Aujourd'hui des grands projets dans le tourisme et les infrastructures de base sont en cours. Nous avons de nouveaux outils économiques qui facilitent l'installation d'investisseurs avec un code des investissements très attractif, une Agence nationale pour la promotion des investissements, la mise en place prochaine d'un centre d'arbitrage et de médiation, une main d'œuvre moins chère, une infrastructure aéroportuaire aux normes internationales, la connexion à la fibre optique, une jeunesse innovante et très qualifiée dans plusieurs domaines, etc.

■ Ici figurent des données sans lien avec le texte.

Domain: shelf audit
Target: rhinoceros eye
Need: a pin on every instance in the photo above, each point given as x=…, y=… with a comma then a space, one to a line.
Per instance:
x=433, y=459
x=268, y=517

Mayotte, quand elle, a un pouvoir d'achat important, un tissu économique plus développé, une infrastructure portuaire moderne qui laisse présager qu'elle peut dans les années à venir jouer un rôle important dans la région. L'environnement économique est incitatif et l'hippocampe peut véritablement être une locomotive pour l'ensemble de l'archipel. L'ensemble des quatre îles ont un potentiel touristique énorme et complémentaire (un des plus beaux lagons au monde à Mayotte, l'agrotourisme à Anjouan, l'écotourisme à Mohéli, et le tourisme balnéaire à Ngazidja).

Atouts

On a les atouts pour jouer sur tous les tableaux, au sein de l'Océan indien mais aussi du monde arabe, de la France, des pays d'Afrique de l'est. Ensemble on aurait deux aéroports internationaux (Hahaya et Pamandzi) et deux régionaux (Fomboni et Wani), deux grands ports (Mutsamudu et Longoni) qui peuvent être complémentaires et très compétitifs au niveau régional. Ensemble nous pouvons plus facilement régler les problèmes qui minent nos économies.
N'est-ce pas là, la proposition formulée par le gouvernement comorien, un pays et deux administrations. Pourquoi la France aurait peur de ce concept. Il n'est pas nouveau car aux yeux de la communauté internationale les Comores sont un archipel de quatre îles (seule la France ne le reconnait pas), dont une est administrée par la France. On a de facto un pays et deux administrations.
Le contenu à mettre dans ce concept est justement le rapprochement des économies et la création de synergies pour qu'ensemble on soit plus fort.